John Tierney digs up the Bush administration's 2002 National Drug Control Strategy, and notes that the administration has unsurprisingly come up far short in its goal to reduce illegal drug use by 25 percent within five years.
There has been an overall decline, but it's been marginal—less than four percent. Nevertheless, we continue to set new annual records in overall marijuana arrests, and drug czar John Walter's office is dubiously trumpeting the slight declines as vindication that the Bush-Walters overall strategy is working.
But there's a side to this discussion that's quite a more nefarious than your usual drug warrior manipulation of data.
The ONDCP has been celebrating these marginal declines (largely driven by declines in the use of marijuana) as a "success" for a couple of years now. From a piece I wrote in February:
In December 2006, the ONDCP put out a triumphant press release celebrating a five-year decline in the use of illicit drugs among teens.

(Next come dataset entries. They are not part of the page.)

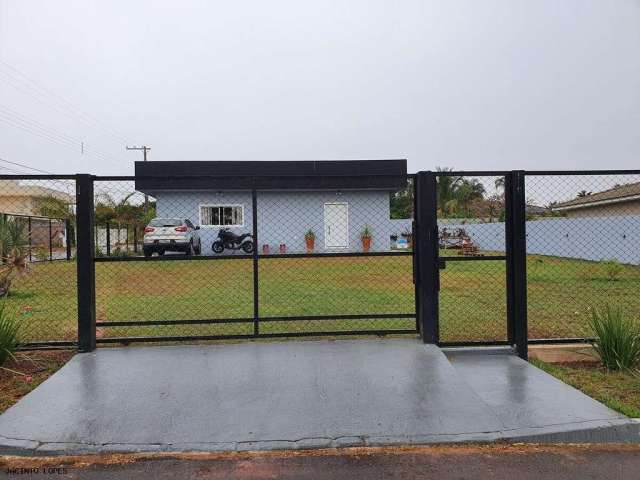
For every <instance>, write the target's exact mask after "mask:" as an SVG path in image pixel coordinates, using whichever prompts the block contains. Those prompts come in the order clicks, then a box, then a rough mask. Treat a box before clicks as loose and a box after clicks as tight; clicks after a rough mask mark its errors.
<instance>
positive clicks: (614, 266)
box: [601, 258, 624, 282]
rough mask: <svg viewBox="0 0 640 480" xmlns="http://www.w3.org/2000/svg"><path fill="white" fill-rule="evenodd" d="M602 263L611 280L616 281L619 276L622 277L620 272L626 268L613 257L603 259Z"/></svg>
mask: <svg viewBox="0 0 640 480" xmlns="http://www.w3.org/2000/svg"><path fill="white" fill-rule="evenodd" d="M601 263H602V266H603V267H604V271H605V273H606V274H607V278H608V279H609V280H611V281H612V282H615V281H616V280H618V278H620V274H621V273H622V271H623V270H624V267H623V266H622V264H621V263H620V262H619V261H618V260H616V259H615V258H612V259H609V260H602V261H601Z"/></svg>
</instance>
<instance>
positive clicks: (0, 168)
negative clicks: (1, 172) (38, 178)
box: [0, 165, 27, 175]
mask: <svg viewBox="0 0 640 480" xmlns="http://www.w3.org/2000/svg"><path fill="white" fill-rule="evenodd" d="M0 170H7V171H8V172H11V173H15V174H17V175H26V174H27V172H20V171H18V170H14V169H13V168H9V167H3V166H1V165H0Z"/></svg>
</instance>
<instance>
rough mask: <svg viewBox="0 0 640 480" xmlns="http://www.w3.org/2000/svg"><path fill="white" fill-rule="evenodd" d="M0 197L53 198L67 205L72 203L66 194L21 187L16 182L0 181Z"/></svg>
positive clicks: (33, 185)
mask: <svg viewBox="0 0 640 480" xmlns="http://www.w3.org/2000/svg"><path fill="white" fill-rule="evenodd" d="M0 197H35V198H44V197H53V198H56V199H58V200H61V201H63V202H67V203H70V204H71V203H74V198H73V196H72V195H69V194H68V193H65V192H61V191H60V190H55V189H53V188H47V187H41V186H39V185H22V184H20V183H18V182H17V181H16V180H0Z"/></svg>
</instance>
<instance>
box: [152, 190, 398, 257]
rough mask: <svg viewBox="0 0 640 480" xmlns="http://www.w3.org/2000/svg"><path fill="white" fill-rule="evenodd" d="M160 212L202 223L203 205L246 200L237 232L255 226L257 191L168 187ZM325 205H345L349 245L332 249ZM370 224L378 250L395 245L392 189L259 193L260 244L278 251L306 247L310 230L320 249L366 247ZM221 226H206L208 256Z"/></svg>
mask: <svg viewBox="0 0 640 480" xmlns="http://www.w3.org/2000/svg"><path fill="white" fill-rule="evenodd" d="M153 196H154V197H155V198H156V202H157V203H156V209H157V215H158V216H159V217H174V216H175V217H185V218H189V219H190V220H191V221H192V222H193V223H194V224H196V225H201V219H200V213H199V212H200V206H201V205H242V206H243V207H244V215H243V217H244V218H243V225H242V226H241V227H234V228H231V230H232V231H234V232H236V233H246V232H251V231H252V225H253V212H252V208H251V192H227V191H224V192H213V191H193V192H184V191H180V192H178V191H176V192H171V191H164V192H155V193H154V194H153ZM325 204H344V205H346V212H347V237H348V238H347V246H346V247H344V248H328V247H326V245H325ZM342 211H344V210H342ZM366 226H368V227H369V229H370V230H371V233H372V243H371V250H372V251H387V250H389V249H390V247H391V244H390V238H389V237H390V235H391V233H392V226H391V220H390V207H389V192H386V191H342V192H336V191H304V192H258V245H259V251H260V252H262V247H263V245H269V251H270V252H271V253H277V252H278V251H279V247H280V245H281V244H284V245H286V251H287V253H302V252H305V251H306V246H305V238H304V236H305V232H307V231H308V230H313V232H314V233H315V235H316V240H315V250H314V251H316V252H336V251H349V252H357V251H362V242H361V239H360V237H361V234H362V231H363V230H364V229H365V227H366ZM217 235H218V227H207V226H202V227H201V230H200V237H201V240H202V246H203V251H202V253H203V254H204V255H211V254H213V252H212V251H211V245H212V243H213V242H214V241H215V239H216V237H217Z"/></svg>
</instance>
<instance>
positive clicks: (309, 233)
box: [304, 229, 316, 253]
mask: <svg viewBox="0 0 640 480" xmlns="http://www.w3.org/2000/svg"><path fill="white" fill-rule="evenodd" d="M304 242H305V243H306V244H307V252H309V253H311V252H313V249H314V248H315V246H316V234H315V233H314V232H313V230H311V229H309V230H307V233H305V234H304Z"/></svg>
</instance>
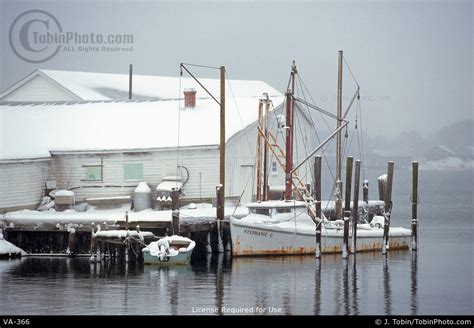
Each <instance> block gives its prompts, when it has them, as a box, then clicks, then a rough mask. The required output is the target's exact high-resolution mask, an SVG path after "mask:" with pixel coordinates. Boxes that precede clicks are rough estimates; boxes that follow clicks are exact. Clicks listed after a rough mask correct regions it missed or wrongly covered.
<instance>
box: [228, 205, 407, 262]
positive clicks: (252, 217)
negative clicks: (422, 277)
mask: <svg viewBox="0 0 474 328" xmlns="http://www.w3.org/2000/svg"><path fill="white" fill-rule="evenodd" d="M247 207H248V209H249V211H250V214H249V215H248V216H246V217H244V218H242V219H236V218H231V235H232V255H234V256H246V255H247V256H248V255H285V254H293V255H297V254H315V253H316V223H314V222H313V220H312V219H311V217H310V215H309V214H308V209H307V206H306V203H305V202H303V201H263V202H260V203H250V204H247ZM321 222H322V227H321V253H342V251H343V236H344V222H343V220H338V221H328V220H326V219H323V221H321ZM383 224H384V218H383V217H380V216H376V217H374V218H373V219H372V221H371V223H370V224H367V223H366V224H358V225H357V241H356V243H357V244H356V250H357V251H374V250H379V251H380V250H382V247H383V244H382V243H383V234H384V229H383ZM350 230H351V231H352V229H350ZM349 238H352V232H351V233H349ZM410 238H411V231H410V230H408V229H405V228H397V227H390V229H389V248H390V249H402V248H408V246H409V245H410ZM349 250H350V251H351V252H352V251H353V248H352V245H349Z"/></svg>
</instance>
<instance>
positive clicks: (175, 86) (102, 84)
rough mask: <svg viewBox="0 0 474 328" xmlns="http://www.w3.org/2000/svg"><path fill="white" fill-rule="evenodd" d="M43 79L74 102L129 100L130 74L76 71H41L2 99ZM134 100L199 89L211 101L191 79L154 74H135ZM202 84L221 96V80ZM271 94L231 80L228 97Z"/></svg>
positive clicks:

"There has been a substance abuse sea change among American teens," Walters said in the release. "They are getting the message that dangerous drugs damage their lives and limit their futures. We know that if people don't start using drugs during their teen years, they are very unlikely to go on to develop drug problems later in life."
But here's what the ONDCP doesn't want to talk about:
But the following February, the Centers for Disease Control reported that deaths from drug overdoses rose nearly 70 percent over the previous five years.
Half the overdose deaths were attributable to cocaine, heroin, and prescription drugs (the number of overdose deaths caused by marijuana—the drug most targeted by the ONDCP—remained at zero). One of the biggest increases (113%) came among aged 15-22, those same teenagers Walters was celebrating just three months earlier.
We're told that drug war is a moral imperative because, in the words of Walters himself, "dangerous drugs damage [children's] lives and limit their futures." But like most temperance zealots, Walters measures success not by actual lives wrecked or ended prematurely, but merely by how many people are and aren't getting high.
Switching from the "drugs ruin lives" justification for the drug war itself to "how many people are getting high" when measuring the same drug war's effectiveness, then, hides a more important statistic: How many people have had their lives ruined and futures limited by the drug war? The vast majority of the 873,000 people arrested for marijuana offenses last year, for example, likely had more damage done to their lives by the prohibition of marijuana than could ever be done by the drug itself.
Such is why drug warriors like William Bennett, Karen Tandy, and Walters can assert with a straight face that alcohol prohibition was, also, a "success." Sure, the crime rate spiked, alcohol hospitalizations soared, and corruption and contempt for the rule of law was rampant. But fewer people swallowed down less demon rum. So, score one for social engineering.
Sure, deaths from drug overdose have jumped 70 percent, and more than doubled among young people. But fewer people are smoking pot. And that means we're winning.